Dieu couronne de gloire la fin de Ses élus. Quand le moment de mourir fut venu, le visage du grand Sisoès s'illumina et il dit aux pères qui l'entouraient : « Voilà, Abba Antoine est venu ». Après quelques instants de silence, il continua : « Voilà, le chœur des Prophètes est venu ». Puis son visage s'éclaira davantage et il ajouta : « Voilà, le chœur des Apôtres est venu ». Les vieillards l'interrogèrent pour savoir avec qui il s'entretenait. « Les anges sont venus me prendre, mais je les supplie de me laisser encore quelque temps pour me repentir ». Et comme les vieillards lui disaient : « Père, tu n'as pas besoin de repentir ! », il répondit : « En vérité, en ce qui me concerne, je ne sais pas si j'ai même commencé à me repentir ». Et pourtant, tous savaient qu'il était parfait. Voilà comment parlait et pensait un chrétien véritable, abondamment pourvu des dons du Saint Esprit, qui ressuscitait les morts d'une seule parole.

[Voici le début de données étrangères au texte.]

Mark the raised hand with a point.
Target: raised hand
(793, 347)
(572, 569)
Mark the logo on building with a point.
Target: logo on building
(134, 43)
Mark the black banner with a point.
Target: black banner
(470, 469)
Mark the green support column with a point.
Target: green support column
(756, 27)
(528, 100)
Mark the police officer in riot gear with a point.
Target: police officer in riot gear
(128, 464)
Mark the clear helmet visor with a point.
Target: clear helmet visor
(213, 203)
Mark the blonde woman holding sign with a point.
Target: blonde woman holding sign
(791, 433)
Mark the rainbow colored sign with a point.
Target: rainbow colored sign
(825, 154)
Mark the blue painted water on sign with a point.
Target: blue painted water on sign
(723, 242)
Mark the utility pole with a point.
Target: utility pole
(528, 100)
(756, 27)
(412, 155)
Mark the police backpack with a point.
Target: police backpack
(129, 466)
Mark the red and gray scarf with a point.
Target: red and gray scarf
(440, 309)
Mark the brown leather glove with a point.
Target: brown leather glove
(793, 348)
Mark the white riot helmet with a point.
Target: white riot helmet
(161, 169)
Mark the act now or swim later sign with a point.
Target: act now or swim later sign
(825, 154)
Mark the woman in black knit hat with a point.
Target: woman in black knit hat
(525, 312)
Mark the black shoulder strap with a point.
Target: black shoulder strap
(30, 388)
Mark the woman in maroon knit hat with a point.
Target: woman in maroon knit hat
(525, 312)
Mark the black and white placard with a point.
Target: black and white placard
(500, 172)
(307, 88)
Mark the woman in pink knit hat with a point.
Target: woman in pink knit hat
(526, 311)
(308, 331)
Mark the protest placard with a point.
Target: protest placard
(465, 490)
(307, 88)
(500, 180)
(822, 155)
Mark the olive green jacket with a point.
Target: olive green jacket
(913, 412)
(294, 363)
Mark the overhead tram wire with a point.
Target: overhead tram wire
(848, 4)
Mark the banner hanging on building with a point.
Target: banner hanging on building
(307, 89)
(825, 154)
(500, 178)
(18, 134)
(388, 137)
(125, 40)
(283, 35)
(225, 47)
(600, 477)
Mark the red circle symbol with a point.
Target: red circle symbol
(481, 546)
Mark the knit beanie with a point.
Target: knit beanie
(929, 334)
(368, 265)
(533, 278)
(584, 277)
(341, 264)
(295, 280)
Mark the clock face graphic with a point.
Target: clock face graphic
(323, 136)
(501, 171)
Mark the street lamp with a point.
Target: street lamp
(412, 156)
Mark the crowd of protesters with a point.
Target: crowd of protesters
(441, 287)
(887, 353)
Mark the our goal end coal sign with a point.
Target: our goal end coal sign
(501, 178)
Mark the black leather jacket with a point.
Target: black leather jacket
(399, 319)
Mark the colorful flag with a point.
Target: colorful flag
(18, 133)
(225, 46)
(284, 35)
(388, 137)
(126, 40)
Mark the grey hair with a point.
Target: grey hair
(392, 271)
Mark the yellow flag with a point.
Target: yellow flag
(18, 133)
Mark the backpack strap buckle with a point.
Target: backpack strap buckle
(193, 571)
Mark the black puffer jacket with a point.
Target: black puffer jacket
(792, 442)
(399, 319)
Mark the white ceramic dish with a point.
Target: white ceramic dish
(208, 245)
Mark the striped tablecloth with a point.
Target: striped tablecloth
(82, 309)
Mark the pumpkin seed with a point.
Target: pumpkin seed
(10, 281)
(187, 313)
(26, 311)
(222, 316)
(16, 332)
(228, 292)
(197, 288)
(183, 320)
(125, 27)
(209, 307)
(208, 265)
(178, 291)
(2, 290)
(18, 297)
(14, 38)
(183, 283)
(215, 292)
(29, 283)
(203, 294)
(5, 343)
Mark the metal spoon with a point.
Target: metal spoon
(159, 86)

Par la suite, son visage s'éclaira davantage et brilla comme le soleil, si bien que tous prirent peur. Il dit alors : « Voyez, le Seigneur est venu en disant: Rapportez- Moi du désert le vase élu ! ». Et sur ces mots, il expira. Un éclair jaillit et la demeure se remplit de parfum. Tel fut la fin du chemin terrestre d'un des plus grands saints.
Histoire du brigand repenti.
Les pécheurs qui se sont sincèrement repentis peuvent aussi être dignes de la miséricorde de Dieu. Du temps de l’empereur Maurice, il y avait en Thrace un cruel et féroce brigand que personne n'avait jamais pu capturer. Le bienheureux empereur envoya sa croix pectorale au brigand pour lui signifier que tous ses crimes lui seraient pardonnés à condition qu'il s'amendât. Le brigand, touché, se rendit chez le souverain et tomba à ses pieds en regrettant ses péchés. Quelques jours plus tard, il tomba malade et fut placé dans un hospice. Il vit en rêve le Terrible Jugement. A son réveil, comme on constatait l'aggravation de son état et l'approche de sa fin, il se réfugia dans les larmes et la prière et dit : « Maître et Roi Ami de l'homme, Toi qui sauvas avant moi un brigand semblable à moi, manifeste aussi sur moi Ta miséricorde ! Reçois mes larmes sur mon lit de mort ! Comme Tu as reçu ceux qui étaient venus à la onzième heure, accepte mes larmes amères, purifie-moi et bénis-moi avec eux ! N'exige plus rien d'autre de moi, je n'ai plus de temps et les créditeurs approchent déjà ! Ne cherche pas et ne me scrute pas, Tu ne trouveras rien de bon en moi, mes iniquités m'ont précédé et, parvenu au soir de ma vie, mes crimes sont innombrables. Comme Tu as reçu les pleurs de l'Apôtre Pierre, reçois mes larmes mes actes pécheurs ! Par Ta puissance et Ta miséricorde, détruis mes péchés ! ». Le brigand se confessa ainsi plusieurs heures durant, essuyant ses Lannes avec son mouchoir, et renditl’âme. .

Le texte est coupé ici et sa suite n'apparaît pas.